In Nennius's Historia Brittonum, Vortigern's eldest son, who breaks with him and makes war on the Saxons he has settled in Kent. Vortimer fights them four times and drives them out but dies soon after. They return with Vortigern's acquiescence and resume their depredations. Geoffrey of Monmouth expands the story, saying that Britons, angry at Vortigern's pro-Saxon stance, deposed him and made Vortimer king instead. When he won the Kentish victory, his Saxon stepmother poisoned him, and Vortigern was back in power.

As a figure of history, Vortimer eludes definition. If he existed at all, he probably did die before Vortigern, because there is no hint of a succession. Morris, one of the few modern historians to take him seriously, equates three of his battles with three recorded in the Anglo-Saxon Chronicle and dated 455, 457, and 465. Since Vortigern is unlikely to have lived beyond the mid-450s, this attempt to pin Vortimer down involves pulling back the Chronicle dates ten years or more. Geoffrey puts his campaign earlier still - contemporary with the mission of Germanus and Lupus in 429. This, however, is a product of his dynastic fictions. In 429, any Saxons settled in Britain as auxiliary troops would still have been few and controllable.

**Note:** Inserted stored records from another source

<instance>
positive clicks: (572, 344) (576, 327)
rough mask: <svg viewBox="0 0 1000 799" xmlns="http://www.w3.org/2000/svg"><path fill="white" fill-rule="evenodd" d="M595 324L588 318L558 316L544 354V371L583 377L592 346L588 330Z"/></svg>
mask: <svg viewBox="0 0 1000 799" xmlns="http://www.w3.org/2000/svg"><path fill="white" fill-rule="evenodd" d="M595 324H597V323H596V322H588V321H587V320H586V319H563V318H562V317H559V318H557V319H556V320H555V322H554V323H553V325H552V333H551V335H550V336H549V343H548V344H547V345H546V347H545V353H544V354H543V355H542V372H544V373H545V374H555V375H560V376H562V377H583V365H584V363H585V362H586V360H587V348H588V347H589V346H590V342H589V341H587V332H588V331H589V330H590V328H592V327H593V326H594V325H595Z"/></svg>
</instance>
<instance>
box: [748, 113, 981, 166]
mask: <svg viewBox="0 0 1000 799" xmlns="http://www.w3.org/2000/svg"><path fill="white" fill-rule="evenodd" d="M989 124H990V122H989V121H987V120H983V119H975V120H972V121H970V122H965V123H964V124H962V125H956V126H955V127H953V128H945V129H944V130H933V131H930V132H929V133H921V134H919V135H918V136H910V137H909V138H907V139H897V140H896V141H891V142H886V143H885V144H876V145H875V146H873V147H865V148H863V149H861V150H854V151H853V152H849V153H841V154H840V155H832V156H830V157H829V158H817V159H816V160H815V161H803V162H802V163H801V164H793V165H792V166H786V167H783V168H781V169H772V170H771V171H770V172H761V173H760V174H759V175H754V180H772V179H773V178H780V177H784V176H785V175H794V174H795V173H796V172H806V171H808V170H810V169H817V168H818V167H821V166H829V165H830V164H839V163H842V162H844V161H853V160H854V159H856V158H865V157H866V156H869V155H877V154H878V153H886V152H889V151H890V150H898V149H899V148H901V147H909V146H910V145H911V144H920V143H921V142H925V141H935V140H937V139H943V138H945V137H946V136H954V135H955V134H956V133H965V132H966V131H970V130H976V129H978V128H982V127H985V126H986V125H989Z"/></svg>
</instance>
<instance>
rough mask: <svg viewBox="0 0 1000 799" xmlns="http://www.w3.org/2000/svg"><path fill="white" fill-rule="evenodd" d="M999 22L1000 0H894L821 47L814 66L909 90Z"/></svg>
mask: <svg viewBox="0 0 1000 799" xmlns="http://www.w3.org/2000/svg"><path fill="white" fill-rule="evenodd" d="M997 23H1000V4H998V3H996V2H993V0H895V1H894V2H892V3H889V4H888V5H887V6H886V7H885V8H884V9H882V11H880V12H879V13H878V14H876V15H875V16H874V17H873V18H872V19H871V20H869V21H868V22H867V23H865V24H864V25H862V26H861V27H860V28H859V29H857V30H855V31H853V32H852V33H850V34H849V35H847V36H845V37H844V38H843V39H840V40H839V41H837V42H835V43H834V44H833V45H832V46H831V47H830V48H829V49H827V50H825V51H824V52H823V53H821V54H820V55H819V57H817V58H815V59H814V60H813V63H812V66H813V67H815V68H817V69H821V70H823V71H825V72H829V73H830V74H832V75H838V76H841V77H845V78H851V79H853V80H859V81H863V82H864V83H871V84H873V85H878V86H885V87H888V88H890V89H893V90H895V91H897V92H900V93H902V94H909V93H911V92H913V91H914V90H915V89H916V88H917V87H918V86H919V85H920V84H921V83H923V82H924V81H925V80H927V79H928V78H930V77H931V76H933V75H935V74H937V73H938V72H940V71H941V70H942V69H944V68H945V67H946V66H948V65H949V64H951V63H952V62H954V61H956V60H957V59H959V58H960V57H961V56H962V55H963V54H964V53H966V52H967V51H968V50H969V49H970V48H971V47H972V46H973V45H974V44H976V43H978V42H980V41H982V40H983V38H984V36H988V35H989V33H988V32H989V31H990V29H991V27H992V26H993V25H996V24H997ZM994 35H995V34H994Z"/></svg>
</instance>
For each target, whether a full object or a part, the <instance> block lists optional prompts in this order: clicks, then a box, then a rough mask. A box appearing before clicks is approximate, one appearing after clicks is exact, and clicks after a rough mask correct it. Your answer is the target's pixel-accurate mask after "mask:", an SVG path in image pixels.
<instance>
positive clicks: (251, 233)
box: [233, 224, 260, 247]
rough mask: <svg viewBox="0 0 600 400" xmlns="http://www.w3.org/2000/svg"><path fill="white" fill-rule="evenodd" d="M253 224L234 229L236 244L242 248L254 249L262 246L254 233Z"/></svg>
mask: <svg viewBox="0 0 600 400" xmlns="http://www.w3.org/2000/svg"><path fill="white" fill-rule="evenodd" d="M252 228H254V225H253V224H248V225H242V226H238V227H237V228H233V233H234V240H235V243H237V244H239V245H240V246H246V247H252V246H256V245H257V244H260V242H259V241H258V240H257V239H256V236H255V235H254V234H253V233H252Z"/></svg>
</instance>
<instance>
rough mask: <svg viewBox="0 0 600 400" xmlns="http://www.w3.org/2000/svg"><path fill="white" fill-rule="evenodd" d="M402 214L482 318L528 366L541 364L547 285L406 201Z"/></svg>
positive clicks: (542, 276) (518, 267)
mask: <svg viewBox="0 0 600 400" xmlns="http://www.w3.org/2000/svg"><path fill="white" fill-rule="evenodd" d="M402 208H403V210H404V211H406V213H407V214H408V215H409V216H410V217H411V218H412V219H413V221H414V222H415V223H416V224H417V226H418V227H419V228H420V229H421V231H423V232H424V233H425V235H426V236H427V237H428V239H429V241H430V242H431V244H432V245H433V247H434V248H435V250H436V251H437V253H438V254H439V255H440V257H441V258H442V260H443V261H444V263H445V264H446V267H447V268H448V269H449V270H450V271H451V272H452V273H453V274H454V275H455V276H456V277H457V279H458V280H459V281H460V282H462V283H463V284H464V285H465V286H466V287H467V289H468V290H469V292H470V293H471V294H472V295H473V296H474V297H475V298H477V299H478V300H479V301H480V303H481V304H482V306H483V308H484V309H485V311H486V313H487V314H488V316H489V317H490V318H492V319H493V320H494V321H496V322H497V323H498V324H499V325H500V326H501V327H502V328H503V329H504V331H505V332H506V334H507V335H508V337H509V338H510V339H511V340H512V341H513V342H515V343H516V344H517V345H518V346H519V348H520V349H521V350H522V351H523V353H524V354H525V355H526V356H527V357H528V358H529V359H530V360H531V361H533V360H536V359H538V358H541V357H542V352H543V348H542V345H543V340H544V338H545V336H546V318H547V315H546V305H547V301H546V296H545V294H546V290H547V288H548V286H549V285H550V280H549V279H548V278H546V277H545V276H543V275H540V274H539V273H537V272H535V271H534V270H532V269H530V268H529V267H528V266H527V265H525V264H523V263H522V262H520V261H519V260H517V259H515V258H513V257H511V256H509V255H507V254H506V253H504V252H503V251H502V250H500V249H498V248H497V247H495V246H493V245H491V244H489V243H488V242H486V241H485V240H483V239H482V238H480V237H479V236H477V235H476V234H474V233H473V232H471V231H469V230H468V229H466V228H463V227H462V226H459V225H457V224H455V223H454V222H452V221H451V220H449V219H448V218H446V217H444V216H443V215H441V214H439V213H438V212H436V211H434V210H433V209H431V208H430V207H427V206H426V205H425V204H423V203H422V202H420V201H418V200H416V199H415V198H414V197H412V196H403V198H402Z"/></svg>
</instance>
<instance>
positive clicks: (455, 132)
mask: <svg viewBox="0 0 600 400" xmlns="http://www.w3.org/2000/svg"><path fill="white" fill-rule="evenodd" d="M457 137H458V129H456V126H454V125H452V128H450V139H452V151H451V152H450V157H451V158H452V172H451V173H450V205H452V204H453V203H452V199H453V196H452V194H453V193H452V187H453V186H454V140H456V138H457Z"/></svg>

When he writes of Vortimer, Nennius employs the Welsh spelling Guorthemir. This has variants of its own, but the fifth-century original from which it derives as a British form Vortamorix, which, like Vortigern, would probably have been a title or designation. The syllable vor meant "over"; tamo- was a superlative suffix; rix meant "king". As Vortigern is the "over-king", so Vortimer is the "over-most" or "highest" king. Its etymological closeness to "Riothamus" or Rigotamos, the designation of a king who was certainly real, may be thought to favor Vortimer's own reality. Whether or not he was actually Vortigern's son, he may have put up a rival claim to authority, adopting a distinctive and grander form of the royal style.